Avant de terminer, je tiens à vous remercier à nouveau pour l’accueil que vous m’avez réservé et les fatigues que vous avez endurés dans l’attente de mon retour.

Je remercie particulièrement le « Combattant Suprême » Habib Bourguiba qui a également souffert, s’est surmené malgré sa santé déficiente et a traversé des moments pénibles.
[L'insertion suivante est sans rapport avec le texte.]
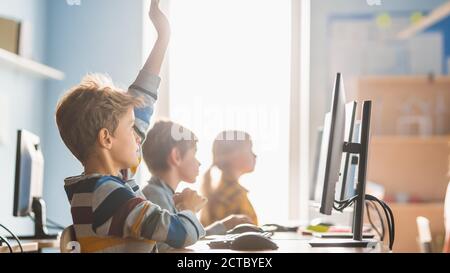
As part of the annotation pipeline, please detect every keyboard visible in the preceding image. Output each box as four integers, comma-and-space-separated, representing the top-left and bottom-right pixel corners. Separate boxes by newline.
208, 232, 273, 249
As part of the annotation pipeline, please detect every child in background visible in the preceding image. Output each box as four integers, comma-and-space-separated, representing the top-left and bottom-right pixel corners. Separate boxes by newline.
200, 131, 258, 226
56, 0, 205, 253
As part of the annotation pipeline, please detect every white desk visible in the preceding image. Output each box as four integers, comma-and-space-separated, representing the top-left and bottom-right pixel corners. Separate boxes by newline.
170, 232, 389, 253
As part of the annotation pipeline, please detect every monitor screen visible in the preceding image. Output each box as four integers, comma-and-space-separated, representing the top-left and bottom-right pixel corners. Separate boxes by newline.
320, 73, 355, 215
13, 130, 44, 217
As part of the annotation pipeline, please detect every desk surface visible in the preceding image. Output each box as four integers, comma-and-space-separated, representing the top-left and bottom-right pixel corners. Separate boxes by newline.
0, 243, 39, 253
170, 232, 389, 253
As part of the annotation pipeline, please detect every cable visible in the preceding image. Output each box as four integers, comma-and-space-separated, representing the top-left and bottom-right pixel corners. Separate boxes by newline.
28, 215, 64, 230
366, 201, 384, 241
0, 235, 14, 253
0, 224, 23, 253
366, 195, 395, 251
369, 201, 386, 240
333, 194, 395, 251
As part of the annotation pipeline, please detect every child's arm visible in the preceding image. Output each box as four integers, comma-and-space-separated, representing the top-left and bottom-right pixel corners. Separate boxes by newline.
129, 0, 170, 141
93, 177, 205, 248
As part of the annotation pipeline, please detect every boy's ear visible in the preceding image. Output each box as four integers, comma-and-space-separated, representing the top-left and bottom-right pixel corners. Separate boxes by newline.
97, 128, 112, 150
168, 147, 181, 167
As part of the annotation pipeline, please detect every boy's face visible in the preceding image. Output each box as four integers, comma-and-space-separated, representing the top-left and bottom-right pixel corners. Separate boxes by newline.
231, 142, 256, 174
111, 107, 141, 169
177, 147, 200, 183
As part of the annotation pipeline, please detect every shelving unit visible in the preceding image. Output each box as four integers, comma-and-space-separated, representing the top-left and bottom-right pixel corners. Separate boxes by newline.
0, 48, 65, 80
398, 2, 450, 39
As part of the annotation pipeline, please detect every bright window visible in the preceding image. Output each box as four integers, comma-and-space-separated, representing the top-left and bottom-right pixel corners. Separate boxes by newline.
169, 0, 291, 223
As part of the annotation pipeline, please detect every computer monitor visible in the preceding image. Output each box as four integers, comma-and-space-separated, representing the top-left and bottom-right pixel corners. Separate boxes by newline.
310, 73, 377, 247
309, 127, 323, 201
335, 101, 357, 201
320, 73, 356, 215
13, 130, 55, 239
337, 121, 361, 201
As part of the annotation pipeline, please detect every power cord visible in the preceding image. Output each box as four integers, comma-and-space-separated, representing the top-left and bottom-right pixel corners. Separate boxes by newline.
0, 224, 23, 253
0, 235, 14, 253
333, 194, 395, 251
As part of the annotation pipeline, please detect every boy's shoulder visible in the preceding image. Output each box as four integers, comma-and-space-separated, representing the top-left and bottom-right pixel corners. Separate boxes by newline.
64, 174, 125, 198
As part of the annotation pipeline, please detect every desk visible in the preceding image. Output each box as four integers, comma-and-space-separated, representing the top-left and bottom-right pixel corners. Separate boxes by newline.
170, 232, 389, 253
0, 239, 59, 253
0, 242, 39, 253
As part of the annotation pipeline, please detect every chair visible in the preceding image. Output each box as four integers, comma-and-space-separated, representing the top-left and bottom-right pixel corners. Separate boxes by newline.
59, 225, 80, 253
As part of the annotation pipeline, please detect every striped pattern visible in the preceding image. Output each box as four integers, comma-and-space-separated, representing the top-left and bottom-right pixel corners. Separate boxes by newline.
64, 71, 205, 252
200, 178, 258, 226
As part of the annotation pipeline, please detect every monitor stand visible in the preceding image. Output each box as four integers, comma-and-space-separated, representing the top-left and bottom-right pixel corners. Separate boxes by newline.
8, 197, 59, 240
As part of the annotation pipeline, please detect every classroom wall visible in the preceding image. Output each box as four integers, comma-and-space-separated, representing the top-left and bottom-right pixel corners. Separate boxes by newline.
0, 0, 147, 235
0, 0, 48, 234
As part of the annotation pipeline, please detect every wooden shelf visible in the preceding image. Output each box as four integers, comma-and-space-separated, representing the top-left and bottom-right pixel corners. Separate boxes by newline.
0, 48, 65, 80
398, 2, 450, 39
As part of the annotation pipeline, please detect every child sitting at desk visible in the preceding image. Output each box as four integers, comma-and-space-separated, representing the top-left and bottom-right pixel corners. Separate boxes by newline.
142, 121, 251, 252
200, 131, 258, 225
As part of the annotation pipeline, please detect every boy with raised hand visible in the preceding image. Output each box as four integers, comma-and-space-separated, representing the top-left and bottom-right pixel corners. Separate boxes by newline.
56, 0, 205, 252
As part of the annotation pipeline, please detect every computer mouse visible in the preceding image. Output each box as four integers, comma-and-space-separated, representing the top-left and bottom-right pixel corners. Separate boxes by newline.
261, 224, 299, 232
227, 224, 264, 234
230, 232, 278, 250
Je suis convaincu que dans cette période considérée comme difficile, Habib Bourguiba fera preuve d’autant de volonté et de courage pour libérer le pays et obtenir l’indépendance totale.

Si les grands hommes deviennent immortels par leur action, je dois conclure que le tableau d’un peuple uni, fort et prêt à l’action libératrice, est l’œuvre du « Combattant Suprême » dont le peuple tunisien conservera à jamais le souvenir.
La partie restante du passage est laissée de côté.